Temperature torride e ondate di calore mettono a dura prova non solo il corpo umano, ma anche i medicinali. Se non presti attenzione, si degradano, diventano meno efficaci o addirittura pericolosi. L'Agenzia Italiana del Farmaco (AIFA) lo ripete ogni estate: la sicurezza non va in vacanza. Segui queste regole — semplici ma non negoziabili — prima di gettarti in valigia e partire.


1. Controlla subito il foglietto illustrativo
Il bugiardino non è carta da cestino: indica la temperatura di conservazione.

Regola generale: se non sono previste condizioni particolari, tieni i farmaci sotto i 25 °C, in un luogo fresco e asciutto.
Eccezioni delicate (insulina, ormoni tiroidei, contraccettivi, ecc.): servono 2‑8 °C costanti.


2. Viaggi? Organizzati seriamente

Auto: l'abitacolo resta più fresco del portabagagli; non fare l'opposto.
Aereo: i salvavita vanno nel bagaglio a mano, insieme alle prescrizioni. Liquidi ≤ 100 ml in bustina trasparente; compresse e capsule, nessun problema.
Borsa termica: indispensabile se devi tenere i tuoi medicinali al freddo per ore.


3. Tieni d'occhio l'aspetto del farmaco
Colore strano, odore insolito, consistenza cambiata? Non fare l'eroe: chiedi a medico o farmacista prima di ingerire qualsiasi cosa.


4. Farmaci e sole non sempre vanno d'accordo
Alcune molecole scatenano fotosensibilizzazione (dermatiti, eczemi). Succede con:

  • creme a base di cortisone,
  • gel o spray antiinfiammatori (es. cerotti al ketoprofene: niente sole per due settimane),
  • antibiotici e anticoagulanti.

Durante le ore calde usa protezione alta o, meglio, resta all'ombra.


5. Preferisci le forme solide
Quando puoi, scegli compresse: resistono meglio al caldo rispetto a soluzioni, sciroppi o gocce.


6. Mai mischiare blister diversi
Mettere farmaci assortiti nella stessa borsa “per fare spazio” è la ricetta per il disastro:

  • rischi di confondere dosaggi, avvertenze e scadenze;
  • perdi la protezione da luce e umidità;
  • se devi comprarne altri in vacanza, senza confezione sarà una lotteria.

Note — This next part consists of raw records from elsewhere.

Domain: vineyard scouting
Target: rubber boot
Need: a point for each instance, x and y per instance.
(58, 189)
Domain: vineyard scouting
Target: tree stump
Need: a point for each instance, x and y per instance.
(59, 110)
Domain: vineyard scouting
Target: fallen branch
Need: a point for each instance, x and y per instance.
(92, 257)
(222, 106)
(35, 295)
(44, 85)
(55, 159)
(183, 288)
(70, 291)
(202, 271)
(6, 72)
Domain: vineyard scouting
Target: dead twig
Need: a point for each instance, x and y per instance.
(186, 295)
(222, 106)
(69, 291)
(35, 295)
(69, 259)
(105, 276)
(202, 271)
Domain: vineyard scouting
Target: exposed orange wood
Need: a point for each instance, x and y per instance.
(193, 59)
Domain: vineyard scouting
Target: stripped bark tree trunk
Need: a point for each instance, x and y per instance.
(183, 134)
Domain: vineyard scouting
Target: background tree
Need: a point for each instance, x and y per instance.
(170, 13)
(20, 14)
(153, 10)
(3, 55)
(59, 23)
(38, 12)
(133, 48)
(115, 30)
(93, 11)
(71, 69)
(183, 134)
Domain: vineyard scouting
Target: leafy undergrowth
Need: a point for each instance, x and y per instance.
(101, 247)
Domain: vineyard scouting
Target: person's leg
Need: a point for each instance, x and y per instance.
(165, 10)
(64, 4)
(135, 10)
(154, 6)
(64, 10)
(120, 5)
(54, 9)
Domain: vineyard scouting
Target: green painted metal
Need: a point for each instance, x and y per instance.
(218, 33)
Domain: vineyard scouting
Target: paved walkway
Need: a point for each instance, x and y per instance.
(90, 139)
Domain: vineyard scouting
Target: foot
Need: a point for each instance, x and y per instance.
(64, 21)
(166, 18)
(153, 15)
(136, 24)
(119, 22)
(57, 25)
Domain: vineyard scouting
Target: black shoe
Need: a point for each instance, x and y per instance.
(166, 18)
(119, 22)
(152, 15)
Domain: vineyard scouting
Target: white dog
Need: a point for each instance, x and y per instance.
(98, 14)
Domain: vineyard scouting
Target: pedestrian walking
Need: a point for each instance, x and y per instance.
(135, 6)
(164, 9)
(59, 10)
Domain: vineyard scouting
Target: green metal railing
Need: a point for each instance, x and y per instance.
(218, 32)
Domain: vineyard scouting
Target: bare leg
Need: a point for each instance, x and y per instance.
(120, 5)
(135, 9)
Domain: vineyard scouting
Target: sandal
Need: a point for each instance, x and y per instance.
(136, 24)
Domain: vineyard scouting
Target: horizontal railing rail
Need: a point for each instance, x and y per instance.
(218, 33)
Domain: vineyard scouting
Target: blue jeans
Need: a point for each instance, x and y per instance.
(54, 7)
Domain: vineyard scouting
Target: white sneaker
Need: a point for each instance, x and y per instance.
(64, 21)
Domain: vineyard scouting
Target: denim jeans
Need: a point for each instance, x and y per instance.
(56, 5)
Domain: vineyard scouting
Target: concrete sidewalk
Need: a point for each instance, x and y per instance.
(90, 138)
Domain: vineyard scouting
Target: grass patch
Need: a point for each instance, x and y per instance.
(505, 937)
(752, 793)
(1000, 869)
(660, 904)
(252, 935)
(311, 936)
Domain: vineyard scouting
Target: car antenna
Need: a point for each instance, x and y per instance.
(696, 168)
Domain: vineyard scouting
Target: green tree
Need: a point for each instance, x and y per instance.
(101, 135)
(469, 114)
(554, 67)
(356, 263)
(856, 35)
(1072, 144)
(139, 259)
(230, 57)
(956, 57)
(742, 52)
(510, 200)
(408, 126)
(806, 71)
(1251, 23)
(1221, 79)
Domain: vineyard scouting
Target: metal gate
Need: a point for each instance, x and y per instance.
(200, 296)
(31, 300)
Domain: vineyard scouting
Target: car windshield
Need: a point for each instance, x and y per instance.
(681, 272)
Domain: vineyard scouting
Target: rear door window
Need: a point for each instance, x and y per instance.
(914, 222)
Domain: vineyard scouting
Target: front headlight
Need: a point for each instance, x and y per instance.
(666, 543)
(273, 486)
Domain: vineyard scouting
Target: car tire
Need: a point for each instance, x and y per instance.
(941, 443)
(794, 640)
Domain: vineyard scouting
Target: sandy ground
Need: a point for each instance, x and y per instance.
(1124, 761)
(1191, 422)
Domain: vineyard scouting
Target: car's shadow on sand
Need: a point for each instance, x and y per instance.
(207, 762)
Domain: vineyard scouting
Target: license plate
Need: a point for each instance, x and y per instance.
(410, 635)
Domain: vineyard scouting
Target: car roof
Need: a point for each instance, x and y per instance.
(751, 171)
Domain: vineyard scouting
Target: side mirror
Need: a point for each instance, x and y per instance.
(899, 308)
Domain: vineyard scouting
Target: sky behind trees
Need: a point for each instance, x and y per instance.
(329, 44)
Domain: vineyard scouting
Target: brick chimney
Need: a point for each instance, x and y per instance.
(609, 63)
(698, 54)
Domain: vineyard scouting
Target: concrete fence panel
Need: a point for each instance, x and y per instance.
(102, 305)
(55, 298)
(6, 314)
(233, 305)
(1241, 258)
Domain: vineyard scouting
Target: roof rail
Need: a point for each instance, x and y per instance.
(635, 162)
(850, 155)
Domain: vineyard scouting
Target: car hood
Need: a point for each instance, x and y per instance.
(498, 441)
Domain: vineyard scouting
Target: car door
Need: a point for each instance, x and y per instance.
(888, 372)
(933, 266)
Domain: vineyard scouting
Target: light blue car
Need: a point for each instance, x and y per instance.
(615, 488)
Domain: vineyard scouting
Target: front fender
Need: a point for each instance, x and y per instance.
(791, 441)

7. Alcuni farmaci peggiorano gli effetti del caldo
Per colpa dei loro meccanismi d'azione, certe classi possono inceppare la termoregolazione o disidratare. Occhi aperti (e bottiglia d'acqua a portata) se assumi:

Classe Rischio principale
Anticolinergici, antistaminici, antiparkinsoniani Sudorazione ridotta, pressione bassa
Antipsicotici, antidepressivi Termoregolazione compromessa, stato di vigilanza ridotto
Ansiolitici, rilassanti muscolari Vertigini, calo della gittata cardiaca
Beta‑bloccanti, vasodilatatori, antipertensivi, diuretici Ipotensione, disidratazione, iponatriemia
Antiepilettici Confusione, sonnolenza


Se i picchi di temperatura sono estremi, il medico può valutare un aggiustamento temporaneo della terapia. Non farlo mai da solo.


Riassumendo...

  • Leggi le istruzioni di conservazione — sempre.
  • Proteggi i farmaci dal caldo con borse refrigerate e buonsenso logistico.
  • Osserva l'aspetto del prodotto prima di assumerlo.
  • Evita il sole se il tuo medicinale può darti reazioni cutanee.
  • Non mescolare confezioni: ordine e tracciabilità salvano la pelle.
  • Monitora eventuali sintomi accentuati dal caldo se assumi le classi a rischio.

Segui queste indicazioni senza sconti: la tua salute (e quella dei tuoi farmaci) dipende da quanto seriamente le prendi.